January drops 16.5%; Pro Bowl
expected to help February


By Russ Lynch
rlynch@starbulletin.com

As expected, tourism in Hawaii was down in January, four months after the Sept. 11 attacks that severely hurt all airline travel.

Art However, state officials see the 16.5 percent decline in total visitor arrivals from a year ago as a clear sign that the industry is recovering.

"Despite the decrease, January numbers reflect the continuing improvement in visitor arrivals since the events of Sept. 11," said Seiji Naya, director of the state Department of Business, Economic Development and Tourism. "We should see an improvement in visitor numbers in February, as approximately 25,000 visitors came to Hawaii for the Pro Bowl game this year."

The formal department study works through surveys of travelers heading to Hawaii, immigration numbers of foreign arrivals and a number of other available visitor counts.

It showed that the year-over-year number of arrivals was down 30 percent in October, down 27.2 percent in November and down 16.1 percent in December.
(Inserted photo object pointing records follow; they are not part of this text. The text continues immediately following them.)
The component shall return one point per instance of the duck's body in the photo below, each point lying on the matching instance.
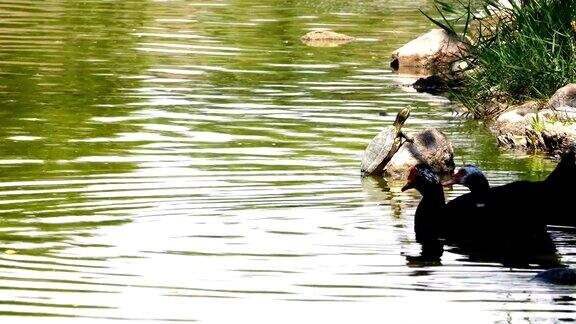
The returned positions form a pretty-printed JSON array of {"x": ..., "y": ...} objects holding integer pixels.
[
  {"x": 474, "y": 224},
  {"x": 525, "y": 204}
]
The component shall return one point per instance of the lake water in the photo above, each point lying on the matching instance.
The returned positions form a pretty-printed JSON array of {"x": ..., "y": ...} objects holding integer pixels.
[{"x": 182, "y": 161}]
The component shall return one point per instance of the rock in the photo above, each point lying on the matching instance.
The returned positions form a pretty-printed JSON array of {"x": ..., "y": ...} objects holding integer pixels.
[
  {"x": 552, "y": 138},
  {"x": 433, "y": 84},
  {"x": 565, "y": 96},
  {"x": 560, "y": 276},
  {"x": 429, "y": 146},
  {"x": 435, "y": 49},
  {"x": 515, "y": 120},
  {"x": 325, "y": 38}
]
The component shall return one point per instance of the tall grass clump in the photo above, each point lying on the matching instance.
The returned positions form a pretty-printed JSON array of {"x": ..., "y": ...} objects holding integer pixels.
[{"x": 523, "y": 51}]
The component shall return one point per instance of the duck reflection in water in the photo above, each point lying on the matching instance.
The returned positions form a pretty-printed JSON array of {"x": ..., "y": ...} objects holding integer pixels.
[{"x": 483, "y": 231}]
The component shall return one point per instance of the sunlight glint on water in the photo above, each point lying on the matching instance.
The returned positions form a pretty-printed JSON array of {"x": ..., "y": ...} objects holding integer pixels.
[{"x": 194, "y": 161}]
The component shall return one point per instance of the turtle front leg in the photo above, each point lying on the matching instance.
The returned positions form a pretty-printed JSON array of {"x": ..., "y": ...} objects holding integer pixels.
[{"x": 406, "y": 137}]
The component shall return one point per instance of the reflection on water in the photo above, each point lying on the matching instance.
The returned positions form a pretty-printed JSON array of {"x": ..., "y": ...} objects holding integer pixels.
[{"x": 195, "y": 161}]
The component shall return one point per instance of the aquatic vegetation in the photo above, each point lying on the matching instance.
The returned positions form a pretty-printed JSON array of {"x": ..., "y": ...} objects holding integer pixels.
[{"x": 517, "y": 52}]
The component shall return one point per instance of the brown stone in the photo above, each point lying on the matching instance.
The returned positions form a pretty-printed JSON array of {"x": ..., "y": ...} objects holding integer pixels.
[
  {"x": 429, "y": 146},
  {"x": 435, "y": 49},
  {"x": 565, "y": 96}
]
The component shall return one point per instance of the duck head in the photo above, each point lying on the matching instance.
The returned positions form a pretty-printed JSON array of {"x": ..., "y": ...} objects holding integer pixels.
[
  {"x": 421, "y": 177},
  {"x": 470, "y": 177}
]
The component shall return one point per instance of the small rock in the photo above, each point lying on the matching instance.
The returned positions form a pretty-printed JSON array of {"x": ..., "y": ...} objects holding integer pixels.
[
  {"x": 560, "y": 276},
  {"x": 435, "y": 49},
  {"x": 565, "y": 96},
  {"x": 429, "y": 146},
  {"x": 325, "y": 38},
  {"x": 433, "y": 84}
]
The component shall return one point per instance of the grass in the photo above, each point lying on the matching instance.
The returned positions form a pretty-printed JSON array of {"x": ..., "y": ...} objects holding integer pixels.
[{"x": 525, "y": 52}]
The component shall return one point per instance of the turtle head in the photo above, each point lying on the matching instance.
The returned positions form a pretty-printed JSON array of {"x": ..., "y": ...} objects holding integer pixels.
[{"x": 401, "y": 117}]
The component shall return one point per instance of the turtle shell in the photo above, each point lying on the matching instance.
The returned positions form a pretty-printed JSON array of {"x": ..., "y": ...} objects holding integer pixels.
[{"x": 377, "y": 154}]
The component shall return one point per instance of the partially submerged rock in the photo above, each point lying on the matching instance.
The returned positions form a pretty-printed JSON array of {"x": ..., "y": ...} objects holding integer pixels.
[
  {"x": 559, "y": 276},
  {"x": 325, "y": 38},
  {"x": 429, "y": 146},
  {"x": 527, "y": 128},
  {"x": 434, "y": 50}
]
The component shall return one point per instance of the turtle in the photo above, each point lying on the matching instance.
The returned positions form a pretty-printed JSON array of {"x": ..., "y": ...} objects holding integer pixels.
[{"x": 384, "y": 145}]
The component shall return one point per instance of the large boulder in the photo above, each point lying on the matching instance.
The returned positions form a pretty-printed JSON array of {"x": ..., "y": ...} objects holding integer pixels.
[
  {"x": 429, "y": 146},
  {"x": 434, "y": 50}
]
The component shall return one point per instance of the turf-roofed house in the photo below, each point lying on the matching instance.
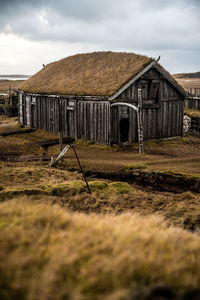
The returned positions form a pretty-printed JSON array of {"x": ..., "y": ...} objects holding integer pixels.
[{"x": 94, "y": 96}]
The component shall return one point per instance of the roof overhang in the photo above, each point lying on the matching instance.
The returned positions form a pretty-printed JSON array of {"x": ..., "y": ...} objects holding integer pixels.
[{"x": 160, "y": 69}]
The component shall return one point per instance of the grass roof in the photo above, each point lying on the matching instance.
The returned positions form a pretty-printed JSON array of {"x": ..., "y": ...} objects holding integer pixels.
[{"x": 98, "y": 73}]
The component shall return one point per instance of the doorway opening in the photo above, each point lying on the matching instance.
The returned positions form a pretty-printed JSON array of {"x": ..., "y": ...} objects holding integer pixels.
[{"x": 124, "y": 130}]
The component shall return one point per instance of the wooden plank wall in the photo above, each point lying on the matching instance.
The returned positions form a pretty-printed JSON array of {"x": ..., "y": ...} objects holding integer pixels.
[
  {"x": 117, "y": 113},
  {"x": 88, "y": 120},
  {"x": 93, "y": 121},
  {"x": 192, "y": 103}
]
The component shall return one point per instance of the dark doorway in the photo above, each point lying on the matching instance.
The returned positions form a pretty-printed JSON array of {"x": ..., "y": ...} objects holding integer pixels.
[{"x": 124, "y": 130}]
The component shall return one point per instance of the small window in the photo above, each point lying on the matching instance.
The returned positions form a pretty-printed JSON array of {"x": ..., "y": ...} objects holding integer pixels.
[
  {"x": 33, "y": 101},
  {"x": 154, "y": 90}
]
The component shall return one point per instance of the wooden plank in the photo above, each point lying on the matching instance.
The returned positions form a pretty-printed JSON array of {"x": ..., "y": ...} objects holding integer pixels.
[{"x": 169, "y": 131}]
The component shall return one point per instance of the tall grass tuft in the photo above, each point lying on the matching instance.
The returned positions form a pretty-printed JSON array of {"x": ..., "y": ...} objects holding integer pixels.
[{"x": 49, "y": 253}]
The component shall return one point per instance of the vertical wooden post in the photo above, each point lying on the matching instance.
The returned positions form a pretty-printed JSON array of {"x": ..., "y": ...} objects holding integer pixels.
[
  {"x": 60, "y": 141},
  {"x": 140, "y": 122},
  {"x": 60, "y": 135}
]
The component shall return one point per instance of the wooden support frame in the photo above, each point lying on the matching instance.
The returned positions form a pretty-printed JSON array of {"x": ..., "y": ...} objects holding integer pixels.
[
  {"x": 61, "y": 155},
  {"x": 139, "y": 118}
]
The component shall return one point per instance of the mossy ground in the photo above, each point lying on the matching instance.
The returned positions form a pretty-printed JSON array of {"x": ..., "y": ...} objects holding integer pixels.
[{"x": 28, "y": 191}]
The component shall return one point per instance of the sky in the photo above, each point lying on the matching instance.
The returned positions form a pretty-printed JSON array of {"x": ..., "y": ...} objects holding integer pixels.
[{"x": 37, "y": 32}]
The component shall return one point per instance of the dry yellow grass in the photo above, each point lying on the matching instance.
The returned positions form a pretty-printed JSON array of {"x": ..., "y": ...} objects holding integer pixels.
[
  {"x": 98, "y": 73},
  {"x": 49, "y": 253}
]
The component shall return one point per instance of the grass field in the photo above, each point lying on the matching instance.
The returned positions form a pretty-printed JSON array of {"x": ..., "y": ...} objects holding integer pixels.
[{"x": 124, "y": 241}]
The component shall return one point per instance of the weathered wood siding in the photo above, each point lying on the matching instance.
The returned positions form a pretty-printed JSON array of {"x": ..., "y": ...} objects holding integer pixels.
[
  {"x": 88, "y": 120},
  {"x": 93, "y": 121},
  {"x": 91, "y": 118},
  {"x": 192, "y": 103},
  {"x": 162, "y": 109}
]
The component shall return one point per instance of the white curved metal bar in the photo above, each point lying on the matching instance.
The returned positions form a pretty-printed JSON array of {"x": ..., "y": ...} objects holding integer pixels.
[{"x": 126, "y": 104}]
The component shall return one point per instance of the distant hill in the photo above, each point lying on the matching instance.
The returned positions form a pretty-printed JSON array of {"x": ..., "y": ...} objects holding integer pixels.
[
  {"x": 188, "y": 75},
  {"x": 16, "y": 76}
]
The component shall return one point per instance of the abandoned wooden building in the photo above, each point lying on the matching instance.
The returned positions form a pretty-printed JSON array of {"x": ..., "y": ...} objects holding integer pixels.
[{"x": 94, "y": 96}]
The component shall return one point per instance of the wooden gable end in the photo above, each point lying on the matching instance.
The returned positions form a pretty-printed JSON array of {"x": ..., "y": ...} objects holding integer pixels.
[{"x": 155, "y": 87}]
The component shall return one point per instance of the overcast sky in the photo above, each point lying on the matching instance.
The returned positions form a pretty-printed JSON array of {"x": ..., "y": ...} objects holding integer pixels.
[{"x": 36, "y": 32}]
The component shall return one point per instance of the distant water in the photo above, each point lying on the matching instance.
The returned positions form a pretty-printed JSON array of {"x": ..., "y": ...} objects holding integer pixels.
[{"x": 13, "y": 78}]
The average length of stay climbed at the same time, however, from 9.1 days in October to 9.61 days in November, 10.05 days in December and now 10.51 days in January.

While visitor industry executives say the length-of-stay numbers are not as important as they used to be because the biggest spenders, the Japanese, have dropped off sharply, they still watch the visitor-days figure, the number of visitors times the number of days they stay, because it deals with time and opportunities to spend money in the islands.

The 4.87 million visitor days last month were down 13.1 percent from 5.61 million in January 2001. The year-over-year decline in visitor days was 25.6 percent in October, 19 percent in November and 12.8 percent in December.

Oahu continued to suffer the biggest setback in visitors, because it relies more heavily on Japanese tourists than the neighbor islands.

In January, the number of Japanese arrivals fell 29.4 percent to 105,814 compared with 149,892 during January 2001. That helped bring Oahu to an overall 21.3 percent decline in tourist arrivals for the month.

All the neighbor islands -- except for Molokai where a small sample size makes the statistics a little uncertain -- showed decreases. Kauai traffic was down 11.6 percent, Maui was down 15.1 percent, Lanai (another small-sample area) was down 11.4 percent and the Big Island was down 8.9 percent.

Total January arrivals statewide of 463,357 were down from 554,710 in 2001. Arrivals from U.S. airports were down 8.4 percent at 306,559 from 334,497 and international arrivals of 156,798 were down 28.8 percent from 220,213 in January 2001. Japan produced 105,814 Hawaii visitors last month, down about 44,000 from 149,892 in January 2001.

So far in this month, according to a preliminary count by DBEDT, Japanese arrivals are about 33 percent below last year, better than the 60 percent declines that followed Sept. 11.